EXPÉDITION PÔLE NOIR
C’est avec beaucoup de regrets que je vous annonce que mon expédition en solitaire vers le pôle Nord n’aura pas lieu cette année.
La logistique pour une expédition vers le pôle Nord est complexe. Depuis 2002, elle dépend de la construction d’une base temporaire sur la banquise capable de recevoir des petits avions. La construction a débuté comme prévu à la fin du mois de mars, mais contrairement aux précédentes années, les logisticiens ont fait face à des conditions climatiques féroces et une glace très instable.
Il y a quelques jours, la glace de la piste d’atterrissage a craqué et s’est ouverte sur 12 mètres. Là où est établi le camp, il n’y a aujourd’hui plus de glace d’une épaisseur satisfaisante pour reprendre la construction à 0. La décision a été prise d’annuler la saison.
La pandémie et le contexte géopolitique m’ont empêché à plusieurs reprises de prendre le départ de cette expédition. Mais c’est la première fois que je suis stoppé dans mon élan avec ma pulka chargée, ma nourriture empaquetée et mes thermos remplis d’eau chaude pour ne pas avoir à faire fondre de la neige à l’arrivée sur la banquise…

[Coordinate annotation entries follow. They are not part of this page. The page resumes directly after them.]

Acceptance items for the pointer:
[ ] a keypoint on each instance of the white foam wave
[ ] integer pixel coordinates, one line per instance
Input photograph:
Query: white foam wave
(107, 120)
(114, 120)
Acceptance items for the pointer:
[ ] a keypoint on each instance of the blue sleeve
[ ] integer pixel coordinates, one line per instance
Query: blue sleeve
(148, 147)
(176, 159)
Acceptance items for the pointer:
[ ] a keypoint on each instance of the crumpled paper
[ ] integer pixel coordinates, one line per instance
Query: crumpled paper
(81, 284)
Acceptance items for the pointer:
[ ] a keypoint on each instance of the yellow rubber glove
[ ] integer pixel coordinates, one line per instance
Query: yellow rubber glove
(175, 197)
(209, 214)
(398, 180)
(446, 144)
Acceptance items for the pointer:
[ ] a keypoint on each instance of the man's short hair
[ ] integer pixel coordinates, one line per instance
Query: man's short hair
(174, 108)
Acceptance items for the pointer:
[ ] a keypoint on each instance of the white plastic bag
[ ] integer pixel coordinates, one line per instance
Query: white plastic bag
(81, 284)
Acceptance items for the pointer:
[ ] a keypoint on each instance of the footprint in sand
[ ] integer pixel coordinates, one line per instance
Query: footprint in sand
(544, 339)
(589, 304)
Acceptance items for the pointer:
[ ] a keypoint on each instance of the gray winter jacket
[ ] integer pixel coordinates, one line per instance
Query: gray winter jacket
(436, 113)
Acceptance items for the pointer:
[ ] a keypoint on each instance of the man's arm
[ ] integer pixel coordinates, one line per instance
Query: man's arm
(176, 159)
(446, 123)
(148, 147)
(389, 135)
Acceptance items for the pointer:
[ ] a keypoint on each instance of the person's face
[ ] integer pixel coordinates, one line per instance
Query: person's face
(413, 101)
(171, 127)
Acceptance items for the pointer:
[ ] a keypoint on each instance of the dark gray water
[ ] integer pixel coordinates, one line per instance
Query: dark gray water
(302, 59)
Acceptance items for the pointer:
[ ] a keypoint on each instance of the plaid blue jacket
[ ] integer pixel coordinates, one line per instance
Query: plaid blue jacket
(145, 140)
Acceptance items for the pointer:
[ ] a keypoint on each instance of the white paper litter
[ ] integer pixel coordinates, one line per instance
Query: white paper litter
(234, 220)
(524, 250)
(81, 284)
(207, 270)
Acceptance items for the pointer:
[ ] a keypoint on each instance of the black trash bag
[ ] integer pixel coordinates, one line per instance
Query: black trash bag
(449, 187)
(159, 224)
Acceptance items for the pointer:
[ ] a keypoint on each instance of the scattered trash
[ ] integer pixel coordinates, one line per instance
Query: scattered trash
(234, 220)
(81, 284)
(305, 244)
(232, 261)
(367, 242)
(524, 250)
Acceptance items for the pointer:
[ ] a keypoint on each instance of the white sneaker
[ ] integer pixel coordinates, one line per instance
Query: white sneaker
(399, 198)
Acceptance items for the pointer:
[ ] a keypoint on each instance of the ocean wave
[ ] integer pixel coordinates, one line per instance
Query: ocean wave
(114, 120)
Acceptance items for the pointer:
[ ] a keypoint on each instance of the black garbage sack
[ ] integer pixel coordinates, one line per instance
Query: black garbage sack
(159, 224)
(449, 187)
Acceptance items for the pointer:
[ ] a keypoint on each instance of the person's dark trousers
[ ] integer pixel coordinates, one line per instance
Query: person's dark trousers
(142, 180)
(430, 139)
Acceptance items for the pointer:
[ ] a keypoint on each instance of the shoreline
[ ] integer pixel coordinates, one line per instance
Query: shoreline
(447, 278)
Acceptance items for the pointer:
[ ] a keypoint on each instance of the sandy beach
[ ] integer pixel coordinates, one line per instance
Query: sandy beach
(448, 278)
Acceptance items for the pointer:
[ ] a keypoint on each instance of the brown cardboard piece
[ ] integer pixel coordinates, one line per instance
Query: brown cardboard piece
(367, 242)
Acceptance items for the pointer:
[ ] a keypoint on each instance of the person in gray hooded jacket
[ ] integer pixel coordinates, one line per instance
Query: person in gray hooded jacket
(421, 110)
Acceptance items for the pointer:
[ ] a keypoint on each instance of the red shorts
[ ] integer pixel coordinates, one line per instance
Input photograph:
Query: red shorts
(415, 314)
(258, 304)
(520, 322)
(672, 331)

La déception est grande. Une telle expédition demande une longue préparation et de lourds investissements. Sans parler du tournage que je devais faire pour la télévision, c’est un gâchis de temps, d’énergie, d’argent et d’émissions de CO2.
Mon expédition n’a jamais aussi bien porté son nom. J’avais choisi de l’appeler « Expédition Pôle Noir » en lien avec les dépôts de noir de carbone que j’allais mesurer sur la banquise et la disparition de la glace de l’océan Arctique — directement liée aux conséquences du réchauffement climatique.
Je tenais à remercier toutes celles et ceux qui m’ont aidé dans la préparation de cette expédition et mes partenaires pour leur soutien. Je range aujourd’hui mes affaires le cœur un peu serré, en espérant que ce rendez-vous manqué avec le pôle Nord n’est que remis à plus tard. Je reviens vite avec de nouvelles aventures.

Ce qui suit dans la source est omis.